A Little History of Portugal and Macau
Macau, little more than a tiny peninsula and two tinier islands joined by an artificial land-bridge, was once the headquarters of the Catholic Church in Asia, and one of the most important religious and political sites in the world.
In the early 15th century, the small peninsula of Macau was granted to the Portuguese Empire by the Ming Dynasty of China after Portugal's famed armada helped fight pirates off the Chinese coast. It remained a colony of Portugal until its return to China in 1999.
The Ruins of St. Paul’s Church, Macau
Today, a plethora of Portuguese vestiges still mark the face of Macau. The most prominent of these is the iconic facade of the Ruins of St. Paul's Church. Constructed in the 16th century by Portuguese Jesuits, the church was designed by an Italian architect and constructed by exiled Japanese Christians who had fled persecution in their homeland to the Catholic stronghold of Macau. It was, at its time, the largest Christian church in Asia.
The church was destroyed in a typhoon in 1835, leaving only the facade, which has become Macau's symbol and most famous landmark, standing. Today, the facade of St. Paul's appears on both Macau's 5 pataca coin and 20 pataca note.
Visiting the Ruins of St. Paul’s Church in Macau
It’s free to visit the ruins, which are closed only on Tuesdays. Walk up the crowded steps towards what was once the interior of the church, and it’s much quieter and less crowded - most everyone want photos of the facade.
Beneath the ruins of the church lies a crypt. This crypt was re-discovered during preservation efforts in the 1990s. Since renovated, the crypt today holds the relics of numerous 16th century Japanese Catholic martyrs and important Jesuit missionaries who were based out of Macau.

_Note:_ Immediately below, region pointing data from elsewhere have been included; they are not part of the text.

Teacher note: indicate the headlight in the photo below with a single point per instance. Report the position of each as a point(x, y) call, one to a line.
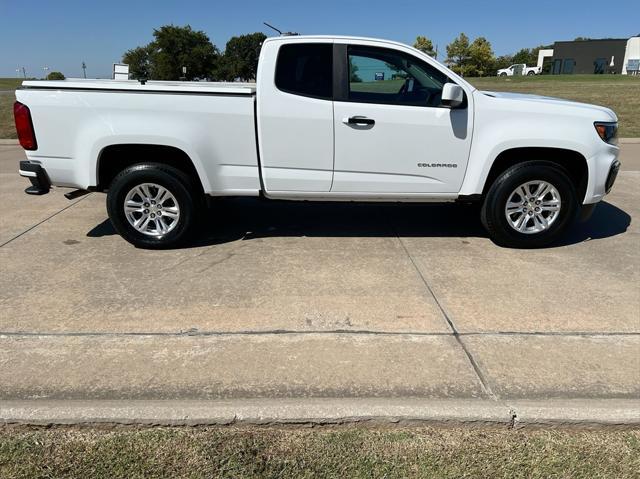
point(608, 131)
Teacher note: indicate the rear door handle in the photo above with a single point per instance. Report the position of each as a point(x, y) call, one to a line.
point(358, 120)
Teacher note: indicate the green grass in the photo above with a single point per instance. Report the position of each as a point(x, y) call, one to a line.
point(7, 126)
point(621, 93)
point(288, 452)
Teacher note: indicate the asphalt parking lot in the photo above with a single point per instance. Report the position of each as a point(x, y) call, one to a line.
point(320, 300)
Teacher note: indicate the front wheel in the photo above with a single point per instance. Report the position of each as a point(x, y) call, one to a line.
point(152, 205)
point(529, 205)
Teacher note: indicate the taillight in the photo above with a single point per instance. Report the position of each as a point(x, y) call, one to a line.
point(24, 126)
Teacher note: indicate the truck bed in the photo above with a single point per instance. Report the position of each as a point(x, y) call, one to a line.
point(219, 88)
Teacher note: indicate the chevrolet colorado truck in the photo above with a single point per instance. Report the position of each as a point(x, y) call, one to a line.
point(329, 119)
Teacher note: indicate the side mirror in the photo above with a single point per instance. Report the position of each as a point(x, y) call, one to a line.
point(452, 95)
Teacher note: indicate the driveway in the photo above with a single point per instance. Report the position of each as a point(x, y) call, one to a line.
point(316, 300)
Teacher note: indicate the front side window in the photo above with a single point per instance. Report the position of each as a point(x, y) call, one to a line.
point(306, 69)
point(380, 75)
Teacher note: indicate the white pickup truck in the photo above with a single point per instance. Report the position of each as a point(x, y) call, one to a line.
point(519, 69)
point(331, 119)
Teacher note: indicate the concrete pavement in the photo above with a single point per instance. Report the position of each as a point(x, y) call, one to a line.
point(293, 301)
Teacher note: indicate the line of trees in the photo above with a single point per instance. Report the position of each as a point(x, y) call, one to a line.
point(174, 48)
point(476, 58)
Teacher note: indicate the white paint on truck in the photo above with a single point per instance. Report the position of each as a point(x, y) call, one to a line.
point(321, 122)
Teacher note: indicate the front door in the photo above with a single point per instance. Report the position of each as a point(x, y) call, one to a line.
point(392, 133)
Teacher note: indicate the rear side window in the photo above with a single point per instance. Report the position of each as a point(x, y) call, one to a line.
point(306, 69)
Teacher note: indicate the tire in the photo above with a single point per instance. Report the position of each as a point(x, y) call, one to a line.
point(169, 222)
point(523, 225)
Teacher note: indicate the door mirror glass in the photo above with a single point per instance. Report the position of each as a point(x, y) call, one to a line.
point(452, 95)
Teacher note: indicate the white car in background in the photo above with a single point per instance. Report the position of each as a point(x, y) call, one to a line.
point(519, 69)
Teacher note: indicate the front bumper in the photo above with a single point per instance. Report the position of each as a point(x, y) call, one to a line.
point(40, 183)
point(611, 177)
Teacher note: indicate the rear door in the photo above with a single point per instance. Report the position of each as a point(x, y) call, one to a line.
point(295, 115)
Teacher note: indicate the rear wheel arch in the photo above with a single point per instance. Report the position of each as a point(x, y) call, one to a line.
point(572, 162)
point(115, 158)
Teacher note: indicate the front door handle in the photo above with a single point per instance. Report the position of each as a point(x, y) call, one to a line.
point(358, 120)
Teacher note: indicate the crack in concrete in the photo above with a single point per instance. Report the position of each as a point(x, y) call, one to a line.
point(283, 332)
point(474, 364)
point(44, 220)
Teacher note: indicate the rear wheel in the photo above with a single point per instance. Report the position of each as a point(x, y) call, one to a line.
point(529, 205)
point(152, 205)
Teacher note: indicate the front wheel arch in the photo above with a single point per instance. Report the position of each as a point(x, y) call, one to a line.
point(573, 162)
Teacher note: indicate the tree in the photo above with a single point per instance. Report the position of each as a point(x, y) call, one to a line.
point(139, 61)
point(240, 59)
point(425, 45)
point(481, 59)
point(172, 49)
point(55, 76)
point(458, 54)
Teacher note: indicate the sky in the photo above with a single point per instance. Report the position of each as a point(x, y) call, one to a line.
point(61, 34)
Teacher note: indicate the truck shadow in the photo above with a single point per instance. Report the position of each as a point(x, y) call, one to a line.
point(250, 218)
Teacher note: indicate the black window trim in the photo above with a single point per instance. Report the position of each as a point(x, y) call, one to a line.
point(292, 92)
point(341, 77)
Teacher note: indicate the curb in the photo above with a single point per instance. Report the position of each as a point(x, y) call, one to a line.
point(622, 141)
point(584, 412)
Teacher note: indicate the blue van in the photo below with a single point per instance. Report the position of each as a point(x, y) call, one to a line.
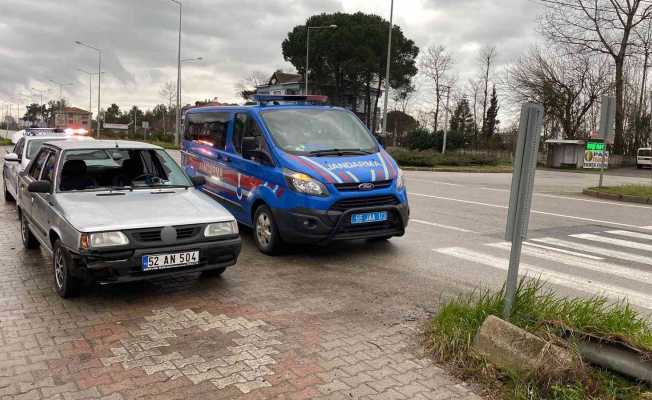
point(296, 171)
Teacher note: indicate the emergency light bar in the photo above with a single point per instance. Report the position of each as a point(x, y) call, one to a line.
point(311, 98)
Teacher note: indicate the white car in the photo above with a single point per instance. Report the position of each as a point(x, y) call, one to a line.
point(644, 157)
point(27, 144)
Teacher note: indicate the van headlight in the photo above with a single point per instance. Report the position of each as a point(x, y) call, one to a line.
point(221, 229)
point(99, 240)
point(400, 180)
point(305, 184)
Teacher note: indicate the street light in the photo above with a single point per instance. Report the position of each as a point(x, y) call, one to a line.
point(308, 28)
point(178, 121)
point(99, 82)
point(389, 58)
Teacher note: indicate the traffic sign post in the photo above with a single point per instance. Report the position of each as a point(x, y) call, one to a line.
point(520, 200)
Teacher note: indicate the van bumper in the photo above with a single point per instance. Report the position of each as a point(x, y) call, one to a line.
point(304, 225)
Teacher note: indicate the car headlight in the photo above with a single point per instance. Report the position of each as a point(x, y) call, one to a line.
point(305, 184)
point(103, 239)
point(221, 229)
point(401, 180)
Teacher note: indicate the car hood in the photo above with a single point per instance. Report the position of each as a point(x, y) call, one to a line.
point(97, 211)
point(347, 169)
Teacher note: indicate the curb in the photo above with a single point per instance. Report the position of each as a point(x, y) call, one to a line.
point(618, 197)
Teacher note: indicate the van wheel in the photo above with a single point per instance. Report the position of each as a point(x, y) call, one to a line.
point(8, 197)
point(266, 235)
point(29, 240)
point(65, 283)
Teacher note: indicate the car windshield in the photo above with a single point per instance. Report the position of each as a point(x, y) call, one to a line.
point(315, 131)
point(34, 145)
point(119, 169)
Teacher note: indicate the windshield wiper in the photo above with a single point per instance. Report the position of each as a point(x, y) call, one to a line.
point(339, 152)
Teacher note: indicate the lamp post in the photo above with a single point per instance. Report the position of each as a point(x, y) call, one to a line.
point(99, 83)
point(308, 28)
point(389, 58)
point(178, 118)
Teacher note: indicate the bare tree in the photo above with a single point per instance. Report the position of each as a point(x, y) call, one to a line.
point(250, 82)
point(568, 85)
point(487, 60)
point(436, 64)
point(602, 27)
point(169, 93)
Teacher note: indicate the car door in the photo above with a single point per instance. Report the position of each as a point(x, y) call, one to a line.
point(252, 172)
point(28, 204)
point(42, 204)
point(13, 168)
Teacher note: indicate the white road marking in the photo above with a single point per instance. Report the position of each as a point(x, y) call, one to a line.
point(554, 277)
point(552, 196)
point(572, 253)
point(635, 235)
point(454, 228)
point(573, 261)
point(615, 242)
point(596, 250)
point(533, 211)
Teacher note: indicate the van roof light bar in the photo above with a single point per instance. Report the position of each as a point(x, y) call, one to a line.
point(311, 98)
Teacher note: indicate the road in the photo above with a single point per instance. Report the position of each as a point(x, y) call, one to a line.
point(341, 322)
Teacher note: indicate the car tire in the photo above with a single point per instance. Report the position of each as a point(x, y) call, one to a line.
point(7, 196)
point(65, 283)
point(213, 273)
point(29, 240)
point(266, 235)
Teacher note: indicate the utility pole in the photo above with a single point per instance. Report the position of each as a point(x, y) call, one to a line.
point(389, 58)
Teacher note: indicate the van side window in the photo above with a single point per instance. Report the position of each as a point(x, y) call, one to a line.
point(208, 128)
point(37, 166)
point(246, 127)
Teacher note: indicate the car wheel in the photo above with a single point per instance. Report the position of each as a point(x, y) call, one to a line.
point(29, 240)
point(213, 273)
point(266, 235)
point(7, 196)
point(65, 283)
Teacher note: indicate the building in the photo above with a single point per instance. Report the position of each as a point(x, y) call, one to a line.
point(73, 117)
point(282, 83)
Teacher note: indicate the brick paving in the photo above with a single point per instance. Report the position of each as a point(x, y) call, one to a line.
point(294, 327)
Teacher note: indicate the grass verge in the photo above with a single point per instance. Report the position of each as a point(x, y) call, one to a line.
point(436, 160)
point(626, 190)
point(540, 311)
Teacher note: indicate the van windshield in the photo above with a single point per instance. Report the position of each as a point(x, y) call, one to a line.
point(317, 132)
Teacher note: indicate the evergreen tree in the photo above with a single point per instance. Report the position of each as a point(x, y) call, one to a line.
point(492, 115)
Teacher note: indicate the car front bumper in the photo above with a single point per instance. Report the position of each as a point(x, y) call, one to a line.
point(304, 225)
point(125, 265)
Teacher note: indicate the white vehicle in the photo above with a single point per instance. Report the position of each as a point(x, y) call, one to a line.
point(27, 143)
point(644, 157)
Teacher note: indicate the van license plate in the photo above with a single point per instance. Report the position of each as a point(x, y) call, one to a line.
point(366, 218)
point(173, 260)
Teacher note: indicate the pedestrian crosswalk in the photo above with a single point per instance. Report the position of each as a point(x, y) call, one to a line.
point(613, 263)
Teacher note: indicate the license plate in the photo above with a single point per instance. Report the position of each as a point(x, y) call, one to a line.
point(367, 218)
point(173, 260)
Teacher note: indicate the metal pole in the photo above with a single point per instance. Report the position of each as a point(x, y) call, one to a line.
point(389, 58)
point(448, 96)
point(307, 56)
point(178, 119)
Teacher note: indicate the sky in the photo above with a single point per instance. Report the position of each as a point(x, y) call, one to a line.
point(138, 39)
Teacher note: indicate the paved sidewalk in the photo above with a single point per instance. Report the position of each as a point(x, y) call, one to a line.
point(270, 328)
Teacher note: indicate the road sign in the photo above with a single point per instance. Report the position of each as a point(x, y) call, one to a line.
point(122, 127)
point(520, 199)
point(607, 130)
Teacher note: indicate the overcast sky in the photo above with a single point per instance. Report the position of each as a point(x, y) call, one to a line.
point(235, 37)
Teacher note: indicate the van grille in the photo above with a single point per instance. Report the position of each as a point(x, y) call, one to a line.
point(360, 202)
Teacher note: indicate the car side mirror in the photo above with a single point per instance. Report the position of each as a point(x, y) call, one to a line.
point(198, 180)
point(39, 187)
point(12, 157)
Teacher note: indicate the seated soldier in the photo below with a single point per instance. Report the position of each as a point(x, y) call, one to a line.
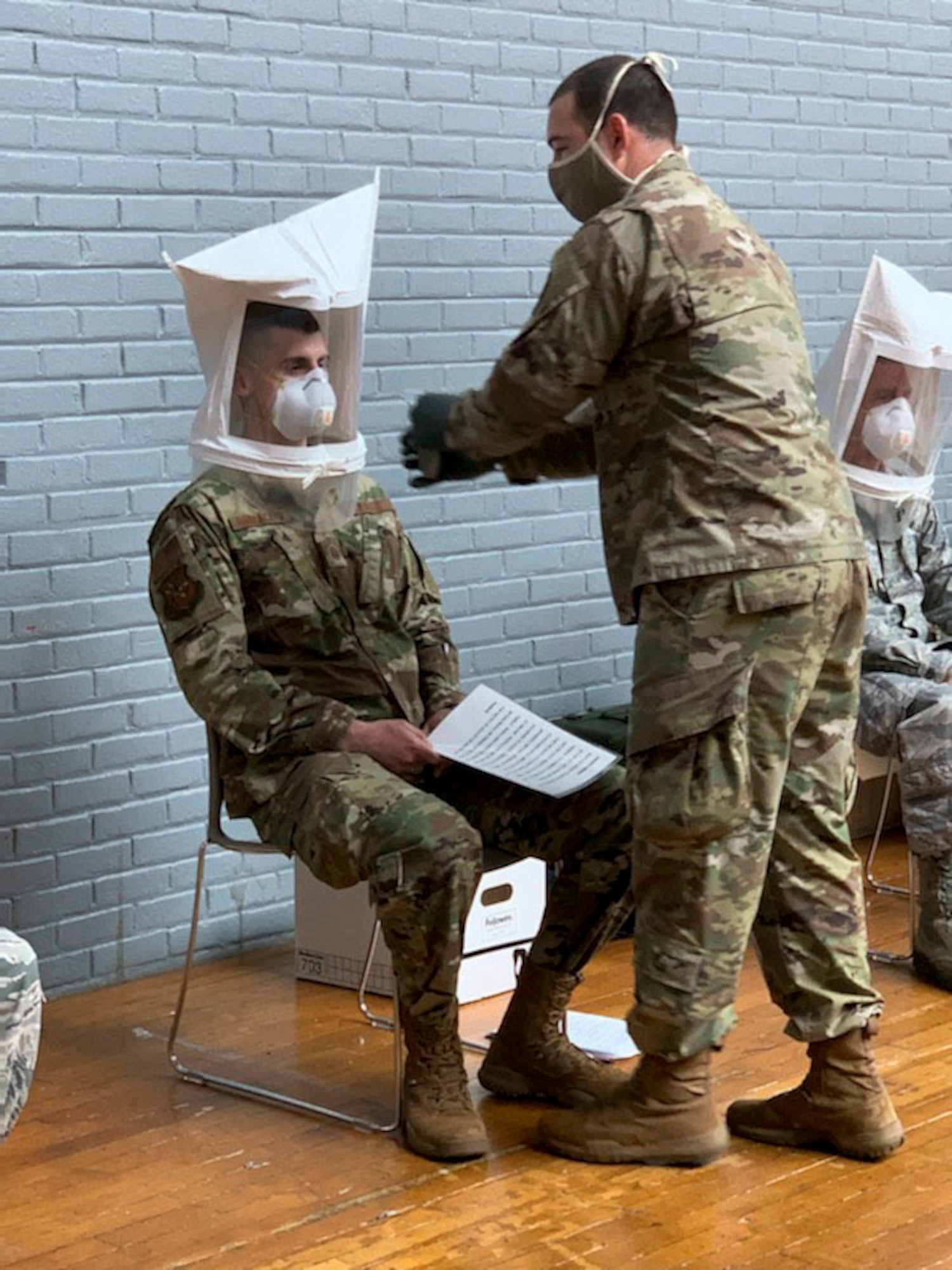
point(309, 634)
point(21, 1005)
point(906, 705)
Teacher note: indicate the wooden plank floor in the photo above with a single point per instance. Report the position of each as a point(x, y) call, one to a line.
point(116, 1165)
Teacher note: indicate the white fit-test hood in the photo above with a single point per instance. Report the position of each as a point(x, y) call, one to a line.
point(319, 261)
point(897, 349)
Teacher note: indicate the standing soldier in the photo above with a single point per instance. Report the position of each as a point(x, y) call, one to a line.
point(732, 540)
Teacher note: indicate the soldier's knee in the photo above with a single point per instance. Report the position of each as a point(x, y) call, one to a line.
point(425, 854)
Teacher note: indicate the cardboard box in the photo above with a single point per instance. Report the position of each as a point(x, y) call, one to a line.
point(333, 930)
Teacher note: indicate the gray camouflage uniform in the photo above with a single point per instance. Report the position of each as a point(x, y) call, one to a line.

As you climb down the steps into the cool dark crypt, the complete silence isbroken only by the soft sounds of recorded Gregorian chant.
In Japan, Christianity was outlawed and persecuted by the Shogunate in the late 14th century. The religion had arrived in Japan with Portuguese traders, and was seen as a threat to the Shogun and the Emperor. Shinto, the state religion of Japan, emphasized the Emperor as the "Son of Heaven", and a religion that threaten that status quo was seen as dangerous. The Kakure Kirishitan, or "Secret Christians", had to go underground, hiding their beliefs.
Most famous of these were the "26 Martyrs of Japan", twenty-six foreign and Japanese Jesuits and Franciscans who were executed by crucifixion in Nagasaki in 1597. All have been canonized by the Catholic Church. Their remains were interred in a place of honor beneath St. Paul's in Macau.
Visit the Ruins of St. Paul’s every day (except Tuesday) between 9:00am and 6:00pm.